EDITORIAL

On knife’s edge: U.S.-Iran Ceasefire

The most likely near-term scenario is more of the same: the conditional ceasefire extended pending talks, with almost no shipping through the Strait of Hormuz, occasional skirmishes will continue to test the truce’s boundaries.

DT

Is the ceasefire between the United States and Iran still alive? It is, but only just.

A regional source described the situation to CNN as “very bad and messy,” and the open-ended truce appeared to be stretching to its limit, with little evidence that a negotiated settlement was anywhere near.

Monday’s exchange of fire in the Strait of Hormuz — Iranian missiles and drones targeting US Navy escorts, American destroyers sinking Iranian patrol boats, UAE oil infrastructure set ablaze — was the most serious test yet of a ceasefire held together with tape.

What makes this standoff so volatile is that neither side seems to be fully committed to the peace they both claim to want. The US has conditioned its pause on the “complete, immediate and safe opening of the Strait of Hormuz,” while Iran has described Washington’s counter-blockade of Iranian ports as a prelude to a ceasefire violation.

Neither side has removed its blockade. The result? A war that was formally paused in April but was never really stopped — it merely traded airstrikes for maritime brinkmanship.

For now, Pakistan’s mediation is the slender thread keeping the talks alive. Iran’s latest proposal calls for all issues between the two countries to be resolved within 30 days and aims to end the war outright rather than simply extend the ceasefire.

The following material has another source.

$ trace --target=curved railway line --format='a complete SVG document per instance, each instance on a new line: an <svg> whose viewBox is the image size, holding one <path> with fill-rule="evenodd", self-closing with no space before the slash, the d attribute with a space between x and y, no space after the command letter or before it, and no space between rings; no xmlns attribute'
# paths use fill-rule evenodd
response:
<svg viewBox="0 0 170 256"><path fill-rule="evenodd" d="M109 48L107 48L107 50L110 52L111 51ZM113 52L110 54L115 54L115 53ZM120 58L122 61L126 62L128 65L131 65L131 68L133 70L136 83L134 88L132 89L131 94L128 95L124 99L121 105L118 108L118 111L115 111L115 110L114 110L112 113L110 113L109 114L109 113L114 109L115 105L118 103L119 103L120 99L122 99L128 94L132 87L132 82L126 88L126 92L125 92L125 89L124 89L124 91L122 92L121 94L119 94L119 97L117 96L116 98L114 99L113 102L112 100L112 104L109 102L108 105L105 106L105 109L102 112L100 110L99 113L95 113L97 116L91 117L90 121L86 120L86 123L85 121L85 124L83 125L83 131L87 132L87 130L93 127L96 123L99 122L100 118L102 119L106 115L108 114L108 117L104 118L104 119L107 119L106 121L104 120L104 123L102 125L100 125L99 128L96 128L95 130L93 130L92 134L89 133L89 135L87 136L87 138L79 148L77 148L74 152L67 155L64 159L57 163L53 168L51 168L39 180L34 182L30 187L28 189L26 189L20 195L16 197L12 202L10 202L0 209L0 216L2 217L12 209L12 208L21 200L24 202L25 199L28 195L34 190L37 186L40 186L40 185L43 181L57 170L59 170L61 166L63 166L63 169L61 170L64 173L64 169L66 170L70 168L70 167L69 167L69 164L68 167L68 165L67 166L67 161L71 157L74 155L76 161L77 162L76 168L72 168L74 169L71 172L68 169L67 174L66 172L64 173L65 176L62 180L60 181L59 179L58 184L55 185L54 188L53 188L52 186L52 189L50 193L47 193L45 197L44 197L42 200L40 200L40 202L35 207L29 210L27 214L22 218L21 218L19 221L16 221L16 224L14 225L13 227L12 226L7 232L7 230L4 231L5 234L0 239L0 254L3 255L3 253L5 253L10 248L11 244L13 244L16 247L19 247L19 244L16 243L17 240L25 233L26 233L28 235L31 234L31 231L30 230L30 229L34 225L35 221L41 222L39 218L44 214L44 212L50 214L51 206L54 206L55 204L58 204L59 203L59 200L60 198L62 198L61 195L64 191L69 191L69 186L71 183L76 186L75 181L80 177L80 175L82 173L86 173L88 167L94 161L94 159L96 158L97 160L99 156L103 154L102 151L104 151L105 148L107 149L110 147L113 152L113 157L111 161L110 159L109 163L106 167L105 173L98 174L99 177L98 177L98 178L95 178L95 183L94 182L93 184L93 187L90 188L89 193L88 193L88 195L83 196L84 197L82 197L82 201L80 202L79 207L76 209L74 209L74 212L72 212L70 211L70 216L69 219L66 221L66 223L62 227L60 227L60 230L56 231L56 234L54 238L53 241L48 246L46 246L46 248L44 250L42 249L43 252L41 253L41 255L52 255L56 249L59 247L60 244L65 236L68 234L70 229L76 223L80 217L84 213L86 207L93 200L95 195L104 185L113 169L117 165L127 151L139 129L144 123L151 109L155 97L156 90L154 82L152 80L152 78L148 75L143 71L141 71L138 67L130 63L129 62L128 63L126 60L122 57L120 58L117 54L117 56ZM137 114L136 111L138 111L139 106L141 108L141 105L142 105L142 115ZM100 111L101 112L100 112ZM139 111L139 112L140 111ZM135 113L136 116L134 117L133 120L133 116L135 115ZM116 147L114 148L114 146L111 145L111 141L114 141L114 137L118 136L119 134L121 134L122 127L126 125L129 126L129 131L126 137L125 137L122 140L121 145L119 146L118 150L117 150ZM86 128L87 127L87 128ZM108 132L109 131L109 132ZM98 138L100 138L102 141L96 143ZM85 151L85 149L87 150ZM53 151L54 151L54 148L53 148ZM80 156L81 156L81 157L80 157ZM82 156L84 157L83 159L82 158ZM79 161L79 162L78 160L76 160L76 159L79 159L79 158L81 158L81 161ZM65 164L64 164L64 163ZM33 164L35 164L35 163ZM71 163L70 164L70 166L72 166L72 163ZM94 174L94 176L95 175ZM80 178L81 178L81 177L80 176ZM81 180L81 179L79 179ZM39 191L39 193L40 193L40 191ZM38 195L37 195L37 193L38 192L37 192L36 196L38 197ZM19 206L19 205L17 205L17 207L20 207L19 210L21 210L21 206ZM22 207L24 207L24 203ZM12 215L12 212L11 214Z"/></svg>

Trump said he was reviewing the plan but doubted it would yield a deal. That skepticism is mutual and mutual skepticism is precisely what makes these negotiations so fragile.

As for the odds of an early end to the conflict — they are not encouraging. Some of Trump’s allies have encouraged him to resume the bombing inside Iran, arguing that the US has already weakened the regime and insisting the time was ripe to further degrade its military capabilities.

Meanwhile, Tehran is under its own domestic pressures, with its parliament reportedly preparing legislation to legally formalize Iranian sovereign control over the Strait of Hormuz and impose tolls on foreign vessels.

Both governments are playing to internal audiences that reward defiance over compromise.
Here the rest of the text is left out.